Has personal injury cases become more frivolous in the past 10 -20 years?
In the US, personal injury cases are ONE of the types of frivolous cases that have mushroomed in the last 20 years. Sadly, unscrupulous lawyers are always in the media trying to drum up such cases and many people are out for an easy buck.
But other types of cases have also mushroomed like false accustations of domestic violence used to gain the upper hand in divorce or just to harrass people.
Sadly, we live in an over-litigous society. New laws are needed not to protect those harrassed by these false lawsuits!
I am little biased. But, I do not think personal injury cases have become more frivolous. The insurance companies have a good ad campaign to vilify victims. People get hurt and they they should get compensated.
Personal injury cases are a big part of what is driving our healthcare escalation of today yet the lawyers who populate the Washington legislative crowd are not about to address it even while passing government run health legislation. Don't get me wrong here, there are some very good and very ethical attorneys in the world and they supply a viable, needed service. But, there is a sect among them that operates on nothing more than bilking as much as possible out of any and everyone they can drag into the courthouse. America has become a "sue" society as a result. It's just one more shot at riding on the "easy street" train...like hitting the lottery. We do need the threat of litigation in our society to push a seeking of compliance to standards. We also need some very stiff consequences for those who would seek to use our system of laws to rip off companies and individuals in a frivilous manner....we can have both I believe. WB
Unfortunately if you listen to politicians enough you start to quote them without realizing. More importantly, you start to believe this campaign fodder.
Wayne Brown responded, "Personal injury cases are a big part of what is driving our healthcare escalation of today yet the lawyers who populate the Washington legislative crowd are not about to address it even while passing government run health legislation."

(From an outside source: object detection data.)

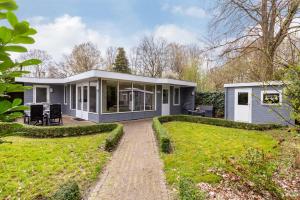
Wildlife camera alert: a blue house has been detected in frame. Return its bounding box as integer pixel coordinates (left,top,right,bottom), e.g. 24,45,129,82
224,81,295,125
16,70,196,122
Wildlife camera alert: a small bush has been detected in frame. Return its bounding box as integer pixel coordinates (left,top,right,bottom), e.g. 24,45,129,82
104,124,123,151
49,181,81,200
152,117,172,153
179,177,206,200
158,115,282,131
20,123,117,138
227,148,283,199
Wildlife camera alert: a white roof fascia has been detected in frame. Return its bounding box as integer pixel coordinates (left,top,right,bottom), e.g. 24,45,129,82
224,81,284,88
15,70,197,87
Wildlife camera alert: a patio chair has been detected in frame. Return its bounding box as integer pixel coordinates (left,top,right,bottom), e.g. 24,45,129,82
24,105,45,125
48,104,63,125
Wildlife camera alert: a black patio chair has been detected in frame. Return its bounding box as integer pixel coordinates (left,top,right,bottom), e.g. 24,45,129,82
24,105,45,125
48,104,63,125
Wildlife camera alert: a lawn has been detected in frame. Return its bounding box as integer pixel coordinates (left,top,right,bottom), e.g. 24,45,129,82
0,133,110,199
162,122,277,184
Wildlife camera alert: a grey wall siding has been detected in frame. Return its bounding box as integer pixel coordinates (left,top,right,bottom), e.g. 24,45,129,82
225,86,294,125
225,88,235,120
252,86,293,125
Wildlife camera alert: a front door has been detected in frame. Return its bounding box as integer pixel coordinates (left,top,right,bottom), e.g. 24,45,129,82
234,88,252,123
76,83,88,120
161,85,170,115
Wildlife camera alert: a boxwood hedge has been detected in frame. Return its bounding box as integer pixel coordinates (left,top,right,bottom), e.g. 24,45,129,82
152,115,282,153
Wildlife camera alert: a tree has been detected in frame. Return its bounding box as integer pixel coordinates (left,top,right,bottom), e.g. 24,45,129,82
135,36,169,77
57,42,103,76
212,0,300,80
113,47,131,74
19,49,53,78
0,0,41,125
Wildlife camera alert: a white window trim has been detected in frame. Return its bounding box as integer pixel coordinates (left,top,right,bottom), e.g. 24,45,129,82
33,85,50,103
99,78,157,115
260,90,282,106
64,85,68,105
173,86,181,106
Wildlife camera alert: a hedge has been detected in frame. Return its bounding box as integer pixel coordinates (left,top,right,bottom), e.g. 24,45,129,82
158,115,282,131
104,124,123,151
152,117,172,153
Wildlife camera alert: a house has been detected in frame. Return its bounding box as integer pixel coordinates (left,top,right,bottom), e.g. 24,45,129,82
224,81,295,125
16,70,196,122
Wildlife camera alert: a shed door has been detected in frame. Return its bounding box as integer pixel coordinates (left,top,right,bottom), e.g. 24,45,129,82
234,88,252,123
161,85,170,115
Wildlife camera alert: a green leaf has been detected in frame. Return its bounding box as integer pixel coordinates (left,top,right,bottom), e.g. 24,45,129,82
0,26,12,43
14,21,29,35
11,36,35,44
0,100,11,114
6,11,18,27
20,59,42,66
3,45,27,53
12,99,22,107
0,0,18,10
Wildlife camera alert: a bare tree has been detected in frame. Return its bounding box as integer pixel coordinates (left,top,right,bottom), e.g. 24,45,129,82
56,42,103,76
136,36,168,77
212,0,300,80
18,49,53,78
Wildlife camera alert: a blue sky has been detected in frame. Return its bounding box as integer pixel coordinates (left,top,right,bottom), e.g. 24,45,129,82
17,0,212,59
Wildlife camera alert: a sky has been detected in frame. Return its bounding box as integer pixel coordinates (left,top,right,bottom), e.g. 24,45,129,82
16,0,216,60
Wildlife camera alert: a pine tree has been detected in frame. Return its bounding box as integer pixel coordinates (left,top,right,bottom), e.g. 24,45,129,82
113,47,131,74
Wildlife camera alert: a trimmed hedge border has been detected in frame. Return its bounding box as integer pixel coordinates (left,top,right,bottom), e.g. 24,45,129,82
0,122,123,151
152,115,283,153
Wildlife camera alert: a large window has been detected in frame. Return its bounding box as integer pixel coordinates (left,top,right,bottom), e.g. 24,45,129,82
132,83,145,111
70,85,76,109
119,82,132,112
33,85,49,103
89,82,97,112
145,85,155,110
102,80,118,113
173,87,180,105
262,91,281,105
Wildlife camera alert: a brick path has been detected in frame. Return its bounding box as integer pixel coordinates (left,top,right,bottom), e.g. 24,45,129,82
88,120,169,200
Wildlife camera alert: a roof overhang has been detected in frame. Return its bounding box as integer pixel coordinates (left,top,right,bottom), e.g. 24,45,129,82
224,81,284,88
15,70,197,87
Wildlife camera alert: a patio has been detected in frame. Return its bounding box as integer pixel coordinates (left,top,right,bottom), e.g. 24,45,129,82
17,115,95,126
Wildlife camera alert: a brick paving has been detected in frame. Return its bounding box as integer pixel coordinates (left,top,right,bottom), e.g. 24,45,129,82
87,120,169,200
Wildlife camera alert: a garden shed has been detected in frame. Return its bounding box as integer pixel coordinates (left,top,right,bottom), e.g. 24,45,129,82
224,81,295,125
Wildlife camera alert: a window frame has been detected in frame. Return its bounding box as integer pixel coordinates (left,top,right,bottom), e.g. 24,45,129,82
260,90,282,106
173,86,181,106
32,85,50,104
100,78,157,115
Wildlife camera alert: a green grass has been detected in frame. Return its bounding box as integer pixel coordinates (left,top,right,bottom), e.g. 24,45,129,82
162,122,277,185
0,133,110,199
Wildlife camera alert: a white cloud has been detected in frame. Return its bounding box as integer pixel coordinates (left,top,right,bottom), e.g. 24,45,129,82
29,15,117,60
163,4,208,18
153,24,199,44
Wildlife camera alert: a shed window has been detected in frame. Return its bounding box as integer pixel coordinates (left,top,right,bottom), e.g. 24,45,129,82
262,91,281,105
238,92,248,105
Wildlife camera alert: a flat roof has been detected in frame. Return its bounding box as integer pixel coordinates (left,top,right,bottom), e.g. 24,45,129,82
224,81,284,88
15,70,197,87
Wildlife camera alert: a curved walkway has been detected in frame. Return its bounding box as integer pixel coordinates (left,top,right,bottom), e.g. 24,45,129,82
88,120,169,200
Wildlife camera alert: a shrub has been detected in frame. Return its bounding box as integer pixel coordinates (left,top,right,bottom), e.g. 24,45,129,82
104,124,123,151
195,92,225,117
179,177,206,200
152,117,172,153
20,123,118,138
158,115,282,131
227,148,283,199
50,181,81,200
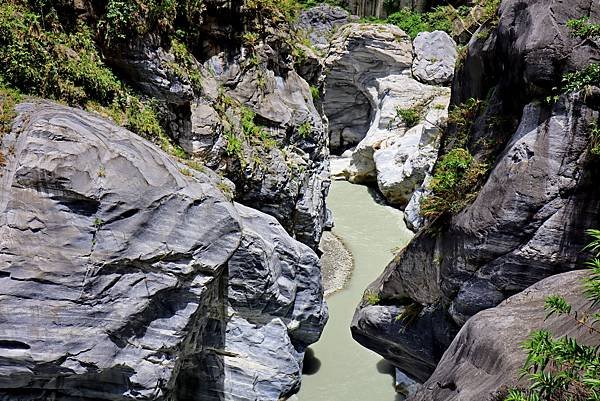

Well if you think that $30.4 billion for med mal is driving up the cost, think about that number in context of the total cost of the health care system--$2 trillion. I'll save you the math and tell you that med mal makes up 1% - 1.5% of the total cost of health care.
So if we want to lower health care costs, "tort reform" is how we are going to do it? BTW, the facts above come from Towers Perrin, an actuarial consulting firm study taken on data from 2007.
Yes, the increase of people looking to cash in has significantly increased. What most people don't know is that a majority of frivolous claims are turned down by the attorney/law firm.
I can tell you from experience, proving medical malpractice is EXTREMELY difficult to prove and usually EXTREMELY expensive to finance--remember PI attorneys work on contingency, no win, no money--so all of the expenses are on the law firm and never recouped if the case is lost.